Adams’s voice softened. ‘You know perfectly well that I can’t discuss that with you, Tom.’
‘But you’re not denying it, are you? Those drugs — the baby stuff, it’s for her orphanages, isn’t it? Jesus! I dunno what’s worse, carrying the can for my own dumb mistakes or chauffeuring that sicko.’
‘As I understand it, Tom, you have every reason to be grateful to Brian Prentice. Mrs Hufferman told me that whole story yesterday evening. I believe the technical term for what he did’ — the Consul’s long face warped into sarcasm — ‘is saving your life.’
Tom stood, cowed, as Adams reached for the door handle.
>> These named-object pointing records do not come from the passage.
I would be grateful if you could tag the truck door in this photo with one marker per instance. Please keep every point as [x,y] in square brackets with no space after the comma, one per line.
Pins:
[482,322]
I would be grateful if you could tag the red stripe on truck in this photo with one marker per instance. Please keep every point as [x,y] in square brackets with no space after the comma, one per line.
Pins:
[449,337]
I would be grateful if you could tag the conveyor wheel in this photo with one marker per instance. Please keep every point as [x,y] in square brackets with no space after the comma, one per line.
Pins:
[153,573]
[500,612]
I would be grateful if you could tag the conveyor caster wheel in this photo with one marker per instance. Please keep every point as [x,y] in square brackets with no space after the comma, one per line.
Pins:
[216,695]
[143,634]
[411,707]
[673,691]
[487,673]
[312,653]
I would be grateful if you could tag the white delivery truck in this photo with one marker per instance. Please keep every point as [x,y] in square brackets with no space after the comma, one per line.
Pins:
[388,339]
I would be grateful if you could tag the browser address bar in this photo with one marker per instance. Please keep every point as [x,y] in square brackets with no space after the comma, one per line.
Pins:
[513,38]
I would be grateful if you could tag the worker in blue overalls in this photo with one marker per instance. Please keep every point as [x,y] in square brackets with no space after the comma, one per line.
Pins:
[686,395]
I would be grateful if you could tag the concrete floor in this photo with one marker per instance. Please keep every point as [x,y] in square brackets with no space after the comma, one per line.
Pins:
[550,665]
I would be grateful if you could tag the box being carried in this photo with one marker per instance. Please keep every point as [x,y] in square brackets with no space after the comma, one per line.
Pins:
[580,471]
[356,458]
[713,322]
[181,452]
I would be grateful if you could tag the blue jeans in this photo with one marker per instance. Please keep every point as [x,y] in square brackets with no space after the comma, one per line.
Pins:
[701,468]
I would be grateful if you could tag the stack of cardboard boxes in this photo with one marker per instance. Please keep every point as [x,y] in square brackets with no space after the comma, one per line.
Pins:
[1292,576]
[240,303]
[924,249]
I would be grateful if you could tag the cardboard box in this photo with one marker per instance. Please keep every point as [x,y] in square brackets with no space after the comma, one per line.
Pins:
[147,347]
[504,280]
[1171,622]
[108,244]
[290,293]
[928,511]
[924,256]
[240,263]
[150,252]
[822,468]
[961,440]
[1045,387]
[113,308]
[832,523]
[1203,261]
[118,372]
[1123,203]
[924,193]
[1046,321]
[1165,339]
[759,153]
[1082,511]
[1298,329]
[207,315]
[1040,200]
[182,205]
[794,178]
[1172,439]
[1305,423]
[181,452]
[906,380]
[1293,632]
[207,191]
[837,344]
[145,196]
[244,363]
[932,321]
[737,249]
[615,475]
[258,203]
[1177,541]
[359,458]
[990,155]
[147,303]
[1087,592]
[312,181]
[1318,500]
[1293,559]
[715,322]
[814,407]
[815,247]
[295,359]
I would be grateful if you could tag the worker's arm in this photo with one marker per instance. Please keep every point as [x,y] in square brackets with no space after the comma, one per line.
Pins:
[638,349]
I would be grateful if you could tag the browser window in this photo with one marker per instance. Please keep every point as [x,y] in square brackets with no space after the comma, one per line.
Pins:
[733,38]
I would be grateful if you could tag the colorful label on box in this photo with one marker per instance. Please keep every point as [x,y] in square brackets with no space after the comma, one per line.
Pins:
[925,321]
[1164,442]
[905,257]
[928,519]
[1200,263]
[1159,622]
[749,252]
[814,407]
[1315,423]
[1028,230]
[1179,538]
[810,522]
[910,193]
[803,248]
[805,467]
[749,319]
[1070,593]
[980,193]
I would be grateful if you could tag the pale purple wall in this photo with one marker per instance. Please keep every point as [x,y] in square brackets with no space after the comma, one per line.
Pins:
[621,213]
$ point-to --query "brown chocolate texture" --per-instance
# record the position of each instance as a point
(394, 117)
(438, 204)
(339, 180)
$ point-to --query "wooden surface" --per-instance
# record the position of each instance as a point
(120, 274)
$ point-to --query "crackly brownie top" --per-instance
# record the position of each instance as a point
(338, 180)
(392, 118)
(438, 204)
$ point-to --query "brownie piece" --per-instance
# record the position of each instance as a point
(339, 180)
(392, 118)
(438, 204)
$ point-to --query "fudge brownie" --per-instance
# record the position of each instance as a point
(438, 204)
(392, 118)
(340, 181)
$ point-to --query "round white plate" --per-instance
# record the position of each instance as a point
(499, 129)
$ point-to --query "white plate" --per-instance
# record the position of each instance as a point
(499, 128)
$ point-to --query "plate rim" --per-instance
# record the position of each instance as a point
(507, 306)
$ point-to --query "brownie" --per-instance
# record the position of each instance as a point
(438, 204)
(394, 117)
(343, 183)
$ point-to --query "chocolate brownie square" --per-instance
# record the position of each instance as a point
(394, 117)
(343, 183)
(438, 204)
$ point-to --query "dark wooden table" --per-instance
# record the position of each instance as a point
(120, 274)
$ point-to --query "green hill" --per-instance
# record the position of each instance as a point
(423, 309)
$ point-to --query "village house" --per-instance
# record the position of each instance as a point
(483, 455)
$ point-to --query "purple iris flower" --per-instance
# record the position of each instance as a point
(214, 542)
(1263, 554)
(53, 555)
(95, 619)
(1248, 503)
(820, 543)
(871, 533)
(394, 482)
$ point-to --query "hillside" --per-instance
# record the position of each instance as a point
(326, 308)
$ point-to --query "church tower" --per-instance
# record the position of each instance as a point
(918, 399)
Then the Consul detonated one of his deadpan devices: ‘Incidentally, Brodzinski, I think you should know this. Shortly before I left Vance I had a call from the DA’s office. Mrs Lincoln has instructed the medical staff at Vance Hospital not to resuscitate her husband if he should have a, ah, crisis. Bluntly, this means you probably haven’t got long to get down to Ralladayo and make your reparations. As I’m sure Jethro Swai-Phillips explained, all bets are off if this becomes a capital offence.’
With that, he quit the room.
Tom found Prentice smoking behind the Hilton parking lot. The sixth sense by which the local smokers always knew exactly where the sixteen-metre demarcation line ran never failed to amaze Tom. There were so many public buildings clustered in the TGS that the intersection of several lines allowed smokers only a small curvilinear plot, within which to stand, sucking and blowing.
Clustered with Prentice were seven other Anglos. Their short-pants suits, pressed shirts and flamboyant ties gave them the look of insurance salesmen — which is precisely what they were. It was tragicomic the way these men were compelled to stand, shoulder to shoulder, steeped in their own fumes, while on all sides there was the cool play of sprinkler systems on beautifully manicured lawns.